What do you think about some of the other approaches to concurrency? (See MenTaLguY’s page for example.)

Tony Many of the techniques there can go hand in hand with Actors (futures, for example). As far as non-Actor approaches, my favorite is probably join calculus as seen in languages like JoCaml.

MenTaLguY has long been involved in concurrency in Ruby. I see that you’re using his Case gem in Revactor. What other influence has he had on Revactor?

Tony MenTaLguY has been very helpful in smoothing out the API design and will hopefully be making Revactor thread safe in the near future. He’s pointed out solutions to problems which, in retrospect, were pretty obvious but I just didn’t see at the time. We’re trying to put together something of a standard Actor API and protocol such that a program written using Actors in Ruby isn’t tied to a particular implementation and can run on Omnibus, Rubinius, or Revactor. We’ll also hopefully be putting out a cross-compatible gem which bundles up a lot of the standard Actor functionality so there aren’t 3 different implementations of the same thing floating around.

You’ve got a great introduction to Actors up at your Philosophy page, but it’s a little light on code. Could you give us an example of Revactor at work?

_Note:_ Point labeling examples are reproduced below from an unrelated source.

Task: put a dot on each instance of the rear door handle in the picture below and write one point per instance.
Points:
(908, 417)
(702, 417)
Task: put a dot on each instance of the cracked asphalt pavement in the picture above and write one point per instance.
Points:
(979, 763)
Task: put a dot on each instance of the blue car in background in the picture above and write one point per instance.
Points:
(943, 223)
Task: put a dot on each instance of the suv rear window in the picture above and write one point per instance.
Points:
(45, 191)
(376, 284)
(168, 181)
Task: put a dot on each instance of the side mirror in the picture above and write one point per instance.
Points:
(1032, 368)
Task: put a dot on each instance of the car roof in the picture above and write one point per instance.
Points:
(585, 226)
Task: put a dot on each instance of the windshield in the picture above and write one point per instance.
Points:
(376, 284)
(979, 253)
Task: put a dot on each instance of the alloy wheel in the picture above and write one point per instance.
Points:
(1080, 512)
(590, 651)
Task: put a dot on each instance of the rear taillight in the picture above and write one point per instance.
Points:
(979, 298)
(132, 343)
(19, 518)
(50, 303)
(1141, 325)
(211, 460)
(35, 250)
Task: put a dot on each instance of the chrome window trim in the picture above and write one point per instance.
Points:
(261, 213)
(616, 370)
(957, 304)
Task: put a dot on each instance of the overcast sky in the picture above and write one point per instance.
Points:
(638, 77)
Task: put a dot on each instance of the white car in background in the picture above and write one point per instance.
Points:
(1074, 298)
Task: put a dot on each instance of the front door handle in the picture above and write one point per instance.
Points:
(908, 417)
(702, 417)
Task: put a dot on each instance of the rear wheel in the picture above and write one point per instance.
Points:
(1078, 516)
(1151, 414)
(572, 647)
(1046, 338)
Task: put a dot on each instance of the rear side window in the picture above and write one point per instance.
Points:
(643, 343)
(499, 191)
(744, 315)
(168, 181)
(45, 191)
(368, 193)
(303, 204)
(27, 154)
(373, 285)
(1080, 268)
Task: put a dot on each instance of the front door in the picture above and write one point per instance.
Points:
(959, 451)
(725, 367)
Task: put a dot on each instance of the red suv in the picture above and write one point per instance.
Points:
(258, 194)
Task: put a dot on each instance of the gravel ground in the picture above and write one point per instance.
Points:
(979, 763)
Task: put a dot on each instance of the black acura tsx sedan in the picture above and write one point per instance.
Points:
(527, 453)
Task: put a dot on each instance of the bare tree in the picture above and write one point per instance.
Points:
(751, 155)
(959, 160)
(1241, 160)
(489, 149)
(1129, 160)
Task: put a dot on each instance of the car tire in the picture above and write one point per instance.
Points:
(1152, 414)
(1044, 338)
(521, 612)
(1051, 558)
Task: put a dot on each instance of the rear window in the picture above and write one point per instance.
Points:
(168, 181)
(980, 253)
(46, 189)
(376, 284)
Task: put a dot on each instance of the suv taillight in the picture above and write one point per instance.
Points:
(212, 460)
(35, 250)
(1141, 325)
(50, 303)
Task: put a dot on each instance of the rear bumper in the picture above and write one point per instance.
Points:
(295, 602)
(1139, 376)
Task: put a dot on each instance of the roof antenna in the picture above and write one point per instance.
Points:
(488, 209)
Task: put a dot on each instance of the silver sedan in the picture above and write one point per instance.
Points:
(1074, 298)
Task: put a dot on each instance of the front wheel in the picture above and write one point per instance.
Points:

Tony There’s a number of code examples available on http://doc.revactor.org which go a bit more in depth as to how Actors send and receive messages, but here’s an example of an echo server:


# An example echo server, written using Revactor::TCP
# This implementation creates a new actor for each
# incoming connection.

require 'revactor'

HOST = 'localhost'
PORT = 4321

# Before we can begin using actors we have to call Actor.start
# Future versions of Revactor will hopefully eliminate this
Actor.start do

# Create a new listener socket on the given host and port
  listener = Revactor::TCP.listen(HOST, PORT)
  puts "Listening on #{HOST}:#{PORT}"

  # Begin receiving connections
  loop do

    # Accept an incoming connection and start a new Actor
    # to handle it
    Actor.spawn(listener.accept) do |sock|
      puts "#{sock.remote_addr}:#{sock.remote_port} connected"

      # Begin echoing received data
      loop do
        begin
          # Write everything we read
          sock.write sock.read
          
        rescue EOFError
          puts "#{sock.remote_addr}:#{sock.remote_port} disconnected" 
        end
        
        # Break (and exit the current actor) if the connection
        # is closed, just like with a normal Ruby socket
        break
      end
    end
  end
end

This doesn’t demonstrate inter-Actor messaging (although it’s doing it behind the scenes). However, what you do see is that there’s very little disconnect between using Revactor and writing a traditional threaded network server. If you’ve written programs in the past using Thread and Queue, then moving over to Revactor will be easy, and you’ll find Actor mailboxes to be a much more powerful way of processing messages.

Are there any books, blogs, or websites you’d recommend for learning more about concurrency in general or actors in particular.

Tony Programming Erlang by language creator Joe Armstrong was immensely helpful in understanding Actor-based concurrency, and many of the ideas in Revactor are drawn directly from Erlang. Some of the Erlang portal sites such as planeterlang.org also cover concurrent programming in general, particularly with Actors.